On 27 May, following the execution, Reynold’s News commented:
“Millions will continue to doubt that a guilty man has been hanged at all; and the future historian of the Fenian panic may declare that Michael Barrett was sacrificed to the exigencies of the police, and the vindication of the good Tory principle, that there is nothing like blood.”
Barrett’s execution was the last public hanging to take place in England. Until their transfer to the City of London Cemetery, Michael Barrett’s remains lay for 35 years in a lime grave inside the walls of Newgate Prison. When the prison was demolished in 1903 it was taken to its present resting place. Today the grave is a place of Irish pilgrimage and is marked by a small plaque.
After the explosion the Prime Minister Benjamin Disraeli advocated the suspension of the Habeas Corpus Act in Britain, as was already the case in Ireland.

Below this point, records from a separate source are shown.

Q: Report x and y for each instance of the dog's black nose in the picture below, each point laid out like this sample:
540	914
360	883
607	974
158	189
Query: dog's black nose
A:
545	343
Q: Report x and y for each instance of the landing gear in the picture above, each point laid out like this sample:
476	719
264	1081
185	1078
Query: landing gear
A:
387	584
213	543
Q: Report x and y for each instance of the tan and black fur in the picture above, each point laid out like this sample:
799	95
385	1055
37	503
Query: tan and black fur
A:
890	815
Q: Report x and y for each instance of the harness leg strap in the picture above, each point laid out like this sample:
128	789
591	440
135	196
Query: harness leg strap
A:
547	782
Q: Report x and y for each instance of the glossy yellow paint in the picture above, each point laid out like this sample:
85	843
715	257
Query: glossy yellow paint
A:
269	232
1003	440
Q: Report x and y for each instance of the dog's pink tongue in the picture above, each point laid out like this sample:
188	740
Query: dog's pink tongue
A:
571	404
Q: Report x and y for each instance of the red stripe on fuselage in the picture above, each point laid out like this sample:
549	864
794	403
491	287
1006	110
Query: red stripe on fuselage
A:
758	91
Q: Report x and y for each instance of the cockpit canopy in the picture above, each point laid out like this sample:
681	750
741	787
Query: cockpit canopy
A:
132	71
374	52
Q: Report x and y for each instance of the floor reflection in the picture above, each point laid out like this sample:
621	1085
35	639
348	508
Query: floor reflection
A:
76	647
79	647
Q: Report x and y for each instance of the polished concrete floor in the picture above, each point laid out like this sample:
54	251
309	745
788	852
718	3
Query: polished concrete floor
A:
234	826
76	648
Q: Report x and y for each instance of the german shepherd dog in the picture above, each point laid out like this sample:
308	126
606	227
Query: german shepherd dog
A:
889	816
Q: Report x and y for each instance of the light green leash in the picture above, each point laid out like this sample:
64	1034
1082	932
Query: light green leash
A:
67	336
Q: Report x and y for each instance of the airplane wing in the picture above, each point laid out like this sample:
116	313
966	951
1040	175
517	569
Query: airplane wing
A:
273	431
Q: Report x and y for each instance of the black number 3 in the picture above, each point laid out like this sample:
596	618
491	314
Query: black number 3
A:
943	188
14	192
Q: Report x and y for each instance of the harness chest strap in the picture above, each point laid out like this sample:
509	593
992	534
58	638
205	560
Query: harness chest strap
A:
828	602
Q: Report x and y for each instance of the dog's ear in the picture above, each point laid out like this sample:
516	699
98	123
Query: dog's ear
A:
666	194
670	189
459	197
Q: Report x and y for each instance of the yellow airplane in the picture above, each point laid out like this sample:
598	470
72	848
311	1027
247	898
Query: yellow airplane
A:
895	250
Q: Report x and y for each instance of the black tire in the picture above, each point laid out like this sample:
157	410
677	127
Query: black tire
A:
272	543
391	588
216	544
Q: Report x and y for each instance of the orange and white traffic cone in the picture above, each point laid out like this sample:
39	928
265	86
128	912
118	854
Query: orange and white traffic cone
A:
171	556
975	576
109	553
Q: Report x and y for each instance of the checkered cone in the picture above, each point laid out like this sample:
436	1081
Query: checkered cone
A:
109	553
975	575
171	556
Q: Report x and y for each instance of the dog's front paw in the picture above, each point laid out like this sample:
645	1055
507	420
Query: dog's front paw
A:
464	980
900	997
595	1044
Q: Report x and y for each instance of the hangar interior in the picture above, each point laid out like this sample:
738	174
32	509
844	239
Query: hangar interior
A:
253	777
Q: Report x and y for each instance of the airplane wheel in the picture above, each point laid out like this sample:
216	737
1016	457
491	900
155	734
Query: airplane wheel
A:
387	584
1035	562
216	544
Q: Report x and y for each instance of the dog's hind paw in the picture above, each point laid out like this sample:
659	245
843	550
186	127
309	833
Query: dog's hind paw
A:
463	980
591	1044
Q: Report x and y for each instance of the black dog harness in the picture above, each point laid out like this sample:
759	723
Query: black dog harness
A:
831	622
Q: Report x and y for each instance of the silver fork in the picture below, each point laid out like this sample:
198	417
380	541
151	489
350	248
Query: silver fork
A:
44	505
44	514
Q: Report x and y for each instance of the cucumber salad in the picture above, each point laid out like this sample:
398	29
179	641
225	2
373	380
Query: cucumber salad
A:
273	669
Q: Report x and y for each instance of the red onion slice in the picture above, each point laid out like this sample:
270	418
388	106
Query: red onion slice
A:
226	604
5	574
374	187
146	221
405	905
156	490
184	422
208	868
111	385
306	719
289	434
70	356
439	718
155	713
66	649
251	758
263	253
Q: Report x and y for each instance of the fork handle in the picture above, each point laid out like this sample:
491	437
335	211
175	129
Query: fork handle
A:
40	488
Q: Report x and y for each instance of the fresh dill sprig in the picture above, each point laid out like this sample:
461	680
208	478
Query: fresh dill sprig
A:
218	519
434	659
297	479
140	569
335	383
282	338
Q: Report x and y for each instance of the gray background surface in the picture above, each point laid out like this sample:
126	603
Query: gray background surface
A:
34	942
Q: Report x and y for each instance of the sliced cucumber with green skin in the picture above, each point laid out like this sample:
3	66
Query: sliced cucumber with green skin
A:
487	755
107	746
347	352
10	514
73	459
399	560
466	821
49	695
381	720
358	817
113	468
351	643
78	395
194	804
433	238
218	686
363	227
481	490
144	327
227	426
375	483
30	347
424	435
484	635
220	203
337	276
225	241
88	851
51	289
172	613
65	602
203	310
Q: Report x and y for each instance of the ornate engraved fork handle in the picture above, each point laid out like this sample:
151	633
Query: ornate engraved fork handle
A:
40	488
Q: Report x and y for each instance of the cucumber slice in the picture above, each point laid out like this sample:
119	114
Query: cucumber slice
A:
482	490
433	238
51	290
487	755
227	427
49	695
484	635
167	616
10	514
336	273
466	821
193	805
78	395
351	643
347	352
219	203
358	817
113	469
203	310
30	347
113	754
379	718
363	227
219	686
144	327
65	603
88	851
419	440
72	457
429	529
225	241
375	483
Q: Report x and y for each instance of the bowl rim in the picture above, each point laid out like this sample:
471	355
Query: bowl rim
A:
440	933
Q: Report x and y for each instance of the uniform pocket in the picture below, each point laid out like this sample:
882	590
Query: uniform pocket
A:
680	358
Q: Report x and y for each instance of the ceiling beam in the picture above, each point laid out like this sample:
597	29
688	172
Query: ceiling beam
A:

Greater security measures were quickly introduced. Thousands of special constables were enrolled to aid the police and at Scotland Yard a special secret service department was established to meet the Fenian threat. Although a number of people were arrested and brought to trial, Michael Barrett was the only one to receive the death sentence.
Within days of the explosion, the Liberal leader, William Ewart Gladstone, then in opposition, announced his concern about Irish grievances and said that it was the duty of the British people to remove them. Later, he said that it was the Fenian action at Clerkenwell that turned his mind towards Home Rule. When Gladstone discovered at Hawarden later that year that Queen Victoria had invited him to form a government he famously stated, “my mission is to pacify Ireland.”
He can hardly have imagined that the task would take another 150 years or so.